I watched a coal unit train zip through the Belgrade-Bozeman, Montana, area yesterday. The Montana Rail Link unit train was 125 cars in length and presumably bound for Pacific Northwest seaports. The coal is sourced from the Powder River Basin, an approximately 20,000-acre part of Wyoming that supplies about 40 percent of U.S. coal. An informative guide to the Montana-Pacific Northwest coal train situation is the July 2012 Western Organization of Resource Councils’ publication – RAIL IMPACTS OF POWDER RIVER BASIN COAL TO ASIA BY WAY OF PACIFIC NORTHWEST TERMINALS.
My viewing of the coal train passage coincided time-wise with a press release on the International Energy Agency’s (IEA) Medium-Term Coal Market Report. The IEA contends that by 2017 coal will closely rival oil as the number one global energy source.
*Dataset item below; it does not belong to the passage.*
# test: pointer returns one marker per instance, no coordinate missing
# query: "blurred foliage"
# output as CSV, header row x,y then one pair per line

“Thanks to abundant supplies and insatiable demand for power from emerging markets, coal met nearly half of the rise in global energy demand during the first decade of the 21st Century,” said IEA Executive Director Maria van der Hoeven. “This report sees that trend continuing. In fact, the world will burn around 1.2 billion more tonnes of coal per year by 2017 compared to today – equivalent to the current coal consumption of Russia and the United States combined. Coal’s share of the global energy mix continues to grow each year, and if no changes are made to current policies, coal will catch oil within a decade.”
The growth trend for coal will increase globally except for in the U.S. where cheap natural gas will bring a decline to coal usage. China and India will be the big markets for coal over the next five years, accounting for than 90 percent of the increase in coal demand.
In a Huff Post Green Blog, van der Hoeven notes that although affordable coal has aided emerging economies …” the surge in coal burning is not good news. Despite industry’s effort to promote “clean” coal, the black matter remains the dirtiest of all fossil fuels. The average coal-based power plant emits a tonne of CO2 per MWh generated, about twice the level of a power plant using combined-cycle gas turbines.”
The relentless growth trend for coal currently appears untouched by either climate policy or the economic slowdown. Given the present political situation, it may well be that cheap natural gas continues to be our biggest hope for carbon emission reductions.